What is Sleep Apnea?
Sleep apnea is a serious sleep disorder that occurs when a person’s breathing is interrupted during sleep.
The following video “Understanding Obstructive Sleep Apnea (OSA)” is very informative.
People with untreated sleep apnea stop breathing repeatedly during their sleep, sometimes hundreds of times.
This means the brain — and the rest of the body — may not get enough oxygen.
There are two types of sleep apnea:
- Obstructive sleep apnea (OSA): The more common of the two forms of apnea, it is caused by a blockage of the airway, usually when the soft tissue in the back of the throat collapses during sleep.
- Central sleep apnea: Unlike OSA, the airway is not blocked, but the brain fails to signal the muscles to breathe, due to instability in the respiratory control center.
What Are the Effects of Sleep Apnea?
As normal sleep is disrupted by Sleep Apnea people affected may experience sleepiness or feel tired during the day. Your productive may go down the drain.

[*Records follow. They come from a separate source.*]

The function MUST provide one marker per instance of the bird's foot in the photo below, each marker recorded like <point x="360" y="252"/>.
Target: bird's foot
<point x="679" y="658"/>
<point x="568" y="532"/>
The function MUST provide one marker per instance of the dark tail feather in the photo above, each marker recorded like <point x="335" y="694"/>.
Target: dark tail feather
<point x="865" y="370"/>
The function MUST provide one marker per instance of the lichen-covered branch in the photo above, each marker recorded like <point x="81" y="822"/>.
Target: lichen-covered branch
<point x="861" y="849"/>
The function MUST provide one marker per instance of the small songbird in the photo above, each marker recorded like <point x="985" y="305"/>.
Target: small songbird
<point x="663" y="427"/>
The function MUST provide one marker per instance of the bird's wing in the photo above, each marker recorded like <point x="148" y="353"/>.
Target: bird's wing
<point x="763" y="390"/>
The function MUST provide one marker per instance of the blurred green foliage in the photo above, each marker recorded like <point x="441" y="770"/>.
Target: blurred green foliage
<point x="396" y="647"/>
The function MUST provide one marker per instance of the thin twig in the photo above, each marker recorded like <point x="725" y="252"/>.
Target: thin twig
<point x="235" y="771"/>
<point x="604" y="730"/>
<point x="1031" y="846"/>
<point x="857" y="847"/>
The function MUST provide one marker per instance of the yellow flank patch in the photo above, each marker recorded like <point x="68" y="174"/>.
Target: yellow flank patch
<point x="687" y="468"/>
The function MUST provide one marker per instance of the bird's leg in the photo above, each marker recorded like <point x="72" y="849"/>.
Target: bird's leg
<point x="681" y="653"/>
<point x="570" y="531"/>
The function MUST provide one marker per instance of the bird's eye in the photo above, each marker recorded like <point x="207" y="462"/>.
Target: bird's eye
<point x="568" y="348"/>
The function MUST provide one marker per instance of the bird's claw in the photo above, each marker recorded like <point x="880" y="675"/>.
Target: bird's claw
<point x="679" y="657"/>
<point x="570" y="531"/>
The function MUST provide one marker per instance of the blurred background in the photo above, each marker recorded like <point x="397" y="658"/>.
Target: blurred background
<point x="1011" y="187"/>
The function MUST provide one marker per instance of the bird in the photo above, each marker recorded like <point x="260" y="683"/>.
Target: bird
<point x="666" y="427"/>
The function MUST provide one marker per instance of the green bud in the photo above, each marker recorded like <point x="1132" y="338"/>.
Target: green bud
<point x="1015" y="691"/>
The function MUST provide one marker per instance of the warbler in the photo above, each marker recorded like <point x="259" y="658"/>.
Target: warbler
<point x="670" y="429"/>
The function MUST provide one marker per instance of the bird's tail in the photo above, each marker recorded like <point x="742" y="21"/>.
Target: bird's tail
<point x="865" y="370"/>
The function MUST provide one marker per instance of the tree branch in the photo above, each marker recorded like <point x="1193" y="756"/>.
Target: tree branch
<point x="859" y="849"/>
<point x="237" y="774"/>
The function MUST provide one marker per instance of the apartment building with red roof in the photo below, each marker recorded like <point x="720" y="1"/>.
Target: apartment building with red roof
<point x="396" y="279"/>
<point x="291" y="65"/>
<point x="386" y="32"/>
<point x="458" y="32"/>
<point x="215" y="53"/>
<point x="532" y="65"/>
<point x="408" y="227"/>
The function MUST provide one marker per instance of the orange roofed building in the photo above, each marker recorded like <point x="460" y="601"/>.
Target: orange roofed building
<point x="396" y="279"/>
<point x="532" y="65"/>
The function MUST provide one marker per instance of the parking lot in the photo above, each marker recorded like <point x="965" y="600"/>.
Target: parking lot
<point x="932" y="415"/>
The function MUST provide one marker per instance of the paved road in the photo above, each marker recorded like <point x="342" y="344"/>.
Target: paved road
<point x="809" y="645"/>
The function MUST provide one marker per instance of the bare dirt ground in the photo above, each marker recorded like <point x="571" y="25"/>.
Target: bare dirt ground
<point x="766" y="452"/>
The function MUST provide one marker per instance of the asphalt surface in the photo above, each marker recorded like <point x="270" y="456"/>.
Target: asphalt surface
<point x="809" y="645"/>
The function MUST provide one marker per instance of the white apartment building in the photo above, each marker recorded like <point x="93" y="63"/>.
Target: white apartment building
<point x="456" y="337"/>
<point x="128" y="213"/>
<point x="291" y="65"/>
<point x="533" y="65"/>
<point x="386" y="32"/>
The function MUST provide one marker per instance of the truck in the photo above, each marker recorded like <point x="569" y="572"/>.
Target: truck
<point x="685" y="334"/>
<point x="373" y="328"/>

Untreated sleep apnea may be responsible for poor performance in everyday activities, such as at work and school, motor vehicle crashes, and academic underachievement in children and adolescents.
If left untreated, sleep apnea can increase the risk of health problems, including:
- cognitive impairment
- Heart failure, irregular heart beats, and heart attacks
- High blood pressure
- Memory loss
- Weight gain and difficulty losing weight
- Worsening of ADHD
Getting Tested for Sleep Apnea is Easy
The test for sleep apnea is easy and can be done at home.
The test involves wearing a small machine strapped around your chest with an small tube that sits in your nostrils for one night.
The treatment for me is quite standard and involves using a CPAP (Continuous Positive Airway Pressure) machine when I am sleeping.
Continuous positive airway pressure (CPAP) is a form of positive airway pressure ventilator, which applies mild air pressure on a continuous basis to keep the airways continuously open.
By PruebasBMA -- Own work, CC BY-SA 3.0, https://commons.wikimedia.org/w/index.php?curid=18885672
The idea of wearing a mask over my face while sleeping was a little unnerving, but after a few nights of wearing the mask I got used to it.
The Steps I Took
If you can relate to any of the above it may be worth speaking to your family doctor.
My doctor referred me to a specialist.
The specialist referred me for a test.
After the test, the specialist recommended that I use a CPAP (Continuous Positive Airway Pressure) Machine.
Good luck with improving your sleep and improving the quality of your life.